Andrew Yang shocked a multitude of viewers during his opening speech in the debate last night by pledging to give ten random families $1,000 per month for a year--a sum totaling $120,000--as a pilot of his idea of a universal income, but none were more shocked than Pete Buttigieg. The mayor of South Bend, Indiana was slated to give his opening speech immediately following Yang, and he had only seconds to think of some way he could follow the surprise declaration. He desperately dug around in his pockets, flinging lint, old receipts, and wads of chewed gum wrapped in Taco Bell napkins to and fro without regard for Cory Booker and Bernie Sanders to either side, who could only attempt to shield themselves from the pocketed potpourri peppering.

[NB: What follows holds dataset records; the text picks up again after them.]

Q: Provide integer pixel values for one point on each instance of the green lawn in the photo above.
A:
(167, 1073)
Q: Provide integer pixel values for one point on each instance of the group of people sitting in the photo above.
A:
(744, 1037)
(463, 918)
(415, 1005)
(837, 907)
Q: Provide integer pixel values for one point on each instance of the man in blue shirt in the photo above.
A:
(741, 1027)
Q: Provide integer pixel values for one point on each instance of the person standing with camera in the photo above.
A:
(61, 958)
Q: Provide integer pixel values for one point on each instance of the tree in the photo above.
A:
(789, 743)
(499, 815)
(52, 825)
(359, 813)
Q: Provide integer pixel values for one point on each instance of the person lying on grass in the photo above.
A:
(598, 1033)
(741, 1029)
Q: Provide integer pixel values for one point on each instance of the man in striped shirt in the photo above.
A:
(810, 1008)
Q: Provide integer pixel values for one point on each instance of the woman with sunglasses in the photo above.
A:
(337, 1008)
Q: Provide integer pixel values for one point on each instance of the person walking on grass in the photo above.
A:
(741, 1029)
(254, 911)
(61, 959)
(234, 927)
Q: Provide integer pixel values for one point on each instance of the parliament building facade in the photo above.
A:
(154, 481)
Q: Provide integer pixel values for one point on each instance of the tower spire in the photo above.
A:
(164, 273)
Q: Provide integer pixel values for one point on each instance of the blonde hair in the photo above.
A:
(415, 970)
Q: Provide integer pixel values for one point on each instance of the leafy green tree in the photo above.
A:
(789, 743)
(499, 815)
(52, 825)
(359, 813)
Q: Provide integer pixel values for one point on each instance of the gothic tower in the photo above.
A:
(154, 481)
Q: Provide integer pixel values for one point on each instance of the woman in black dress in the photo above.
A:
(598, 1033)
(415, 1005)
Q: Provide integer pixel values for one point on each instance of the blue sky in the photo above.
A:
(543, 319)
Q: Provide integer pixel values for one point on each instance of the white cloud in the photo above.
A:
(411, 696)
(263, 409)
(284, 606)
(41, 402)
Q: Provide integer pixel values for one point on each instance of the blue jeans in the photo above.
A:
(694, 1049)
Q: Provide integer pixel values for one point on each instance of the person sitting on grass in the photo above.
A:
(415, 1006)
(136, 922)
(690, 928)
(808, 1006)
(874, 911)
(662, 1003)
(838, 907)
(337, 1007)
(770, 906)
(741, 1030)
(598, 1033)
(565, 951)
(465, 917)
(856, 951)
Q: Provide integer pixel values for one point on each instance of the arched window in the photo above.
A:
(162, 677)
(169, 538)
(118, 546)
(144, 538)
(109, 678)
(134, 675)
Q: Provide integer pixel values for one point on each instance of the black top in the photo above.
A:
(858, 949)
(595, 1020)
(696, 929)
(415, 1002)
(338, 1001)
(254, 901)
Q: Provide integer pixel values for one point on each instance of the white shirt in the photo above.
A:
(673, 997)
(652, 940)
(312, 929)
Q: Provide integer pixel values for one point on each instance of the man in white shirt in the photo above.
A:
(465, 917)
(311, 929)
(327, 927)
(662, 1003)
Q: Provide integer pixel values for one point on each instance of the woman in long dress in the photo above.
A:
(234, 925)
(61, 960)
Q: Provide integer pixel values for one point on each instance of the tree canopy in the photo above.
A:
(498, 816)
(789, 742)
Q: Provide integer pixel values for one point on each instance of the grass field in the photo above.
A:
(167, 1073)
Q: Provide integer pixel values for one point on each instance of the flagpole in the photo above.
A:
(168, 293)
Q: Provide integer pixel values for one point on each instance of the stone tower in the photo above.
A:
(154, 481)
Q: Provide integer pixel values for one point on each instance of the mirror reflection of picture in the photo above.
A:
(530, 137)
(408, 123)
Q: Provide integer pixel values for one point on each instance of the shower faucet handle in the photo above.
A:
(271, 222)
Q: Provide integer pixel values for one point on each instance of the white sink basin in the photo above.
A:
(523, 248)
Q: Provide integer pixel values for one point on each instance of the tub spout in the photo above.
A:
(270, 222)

Finally, just as the moderators were calling his name, Buttigieg hit paydirt: $52.14 in cash. There were a few awkward seconds as he did some quick math, smiled, and thought, Pete, you wiley wizard, you’ve done it again, but he regained his composure and delivered his one-up punch to Yang’s speech: immediately following the debate, he would give $4.74 of his own hard earned cash to the first eleven people--not ten, but eleven--who met him on the curb outside the Houston event center.
Needless to say, the crowd went wild, and Buttigieg’s promise overshadowed the rest of the debate that night and continues to dominate the news cycle this morning. If he succeeds in his run at the presidency in 2020, we’ll likely all look back at this moment that changed the entire race for the White House.